Hearing my brother say this, I burst into tears at the time, woo, I also want to eat hot pot, but a big bowl of cold rice makes me a little sick now!

It's been like this for a long time! 」

no.8、

We have a dumpling restaurant near here, and business is booming, and many people come here to eat dumplings, and many people are watching. I also joined in the fun to check it out, and when I looked closer, I realized that these people were queuing up to do push-ups. The owner of the dumpling restaurant said, "Whoever can do 100 push-ups in a row can eat big dumplings for free!" "Since then I've been home and doing push-ups hard! Three months later, I finally reached the standard, and I came to the dumpling restaurant with pride, and the dumpling restaurant was closed!

no.9、

Don't take millions of dollars to show off your wealth in front of me, I take hundreds of millions of dollars to work on the subway every day, am I showing off my wealth? I am walking on the provincial road where the state has invested billions, am I proud? Ma Yun is rich enough, he hasn't seen me before, Wang Sicong is rich enough, right? Don't you know me too? Also, I have long-term business contacts with large state-owned enterprise banks such as China Construction, Industry and Commerce, and Agriculture, and I have communication contacts with hundreds of billions of enterprises China Mobile and Unicom, did I say? I'm such a cow! There is no way. I want to keep a low profile, but the strength doesn't allow it!

no.10、

A rare opportunity to go on a business trip with a very punctual female colleague in the company. In the evening, I found a hotel, ready to stay, when I entered the door and asked the boss that there was only one room, so I found the next one, and I said to the boss: "Open two rooms......He winked vigorously at the boss ......The boss looked like a smart person, and said regretfully: "I'm sorry, there is only one room." ”

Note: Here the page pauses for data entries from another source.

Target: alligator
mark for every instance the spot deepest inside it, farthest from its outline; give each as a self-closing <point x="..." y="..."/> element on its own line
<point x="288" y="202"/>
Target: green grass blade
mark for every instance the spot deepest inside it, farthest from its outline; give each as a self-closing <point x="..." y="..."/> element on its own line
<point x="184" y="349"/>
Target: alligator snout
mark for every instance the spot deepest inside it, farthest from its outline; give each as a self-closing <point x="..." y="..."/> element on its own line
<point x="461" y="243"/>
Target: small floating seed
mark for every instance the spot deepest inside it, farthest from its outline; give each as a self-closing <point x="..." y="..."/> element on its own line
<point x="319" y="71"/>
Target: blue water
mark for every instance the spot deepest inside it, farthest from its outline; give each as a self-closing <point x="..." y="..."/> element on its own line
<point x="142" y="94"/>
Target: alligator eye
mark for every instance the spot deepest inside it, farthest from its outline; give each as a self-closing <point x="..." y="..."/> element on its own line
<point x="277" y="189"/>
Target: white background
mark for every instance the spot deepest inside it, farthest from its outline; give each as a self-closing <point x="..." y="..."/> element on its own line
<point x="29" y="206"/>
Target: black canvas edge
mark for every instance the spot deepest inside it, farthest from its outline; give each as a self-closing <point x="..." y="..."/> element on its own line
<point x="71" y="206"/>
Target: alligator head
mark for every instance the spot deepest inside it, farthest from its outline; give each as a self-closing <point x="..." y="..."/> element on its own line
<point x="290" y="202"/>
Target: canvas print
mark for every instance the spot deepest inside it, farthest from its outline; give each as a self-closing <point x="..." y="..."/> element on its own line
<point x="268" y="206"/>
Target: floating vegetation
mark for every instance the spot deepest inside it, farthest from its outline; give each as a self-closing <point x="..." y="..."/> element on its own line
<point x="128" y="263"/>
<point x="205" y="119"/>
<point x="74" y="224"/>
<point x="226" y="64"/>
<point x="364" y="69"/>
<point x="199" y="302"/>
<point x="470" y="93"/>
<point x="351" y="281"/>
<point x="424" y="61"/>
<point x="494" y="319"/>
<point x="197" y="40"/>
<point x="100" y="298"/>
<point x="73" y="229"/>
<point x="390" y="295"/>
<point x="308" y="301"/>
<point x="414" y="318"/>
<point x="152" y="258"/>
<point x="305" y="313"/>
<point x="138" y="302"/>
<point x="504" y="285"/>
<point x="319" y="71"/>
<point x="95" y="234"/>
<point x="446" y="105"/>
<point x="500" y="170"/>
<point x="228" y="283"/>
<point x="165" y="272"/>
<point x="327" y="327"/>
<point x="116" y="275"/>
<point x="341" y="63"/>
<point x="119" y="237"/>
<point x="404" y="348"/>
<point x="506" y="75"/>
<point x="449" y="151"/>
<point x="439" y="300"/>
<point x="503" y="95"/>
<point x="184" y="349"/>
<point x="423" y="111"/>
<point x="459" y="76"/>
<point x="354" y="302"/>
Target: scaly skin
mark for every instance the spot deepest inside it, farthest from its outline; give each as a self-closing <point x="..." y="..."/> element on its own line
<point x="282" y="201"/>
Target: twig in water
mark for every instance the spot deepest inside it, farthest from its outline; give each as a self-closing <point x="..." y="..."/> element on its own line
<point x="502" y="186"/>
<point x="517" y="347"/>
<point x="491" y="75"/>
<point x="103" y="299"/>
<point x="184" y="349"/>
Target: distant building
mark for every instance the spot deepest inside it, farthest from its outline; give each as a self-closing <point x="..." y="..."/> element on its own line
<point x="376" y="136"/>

I pretended to be helpless and said to my female colleague, "There is only one room, what should I do?" ”

The female colleague was a little embarrassed and said, "Then open one, you can ......."”

Without waiting for her to finish, I hurriedly said, "Don't worry, I'm a decent man ...... gentleman."”

The female colleague then said, "Can you go to the hotel just now ......?"”

Yes! What an operation! I want to cry without tears, woo! 」

---end--- This article is a plain text funny paragraph, only for entertainment, if there is bad guidance, please understand!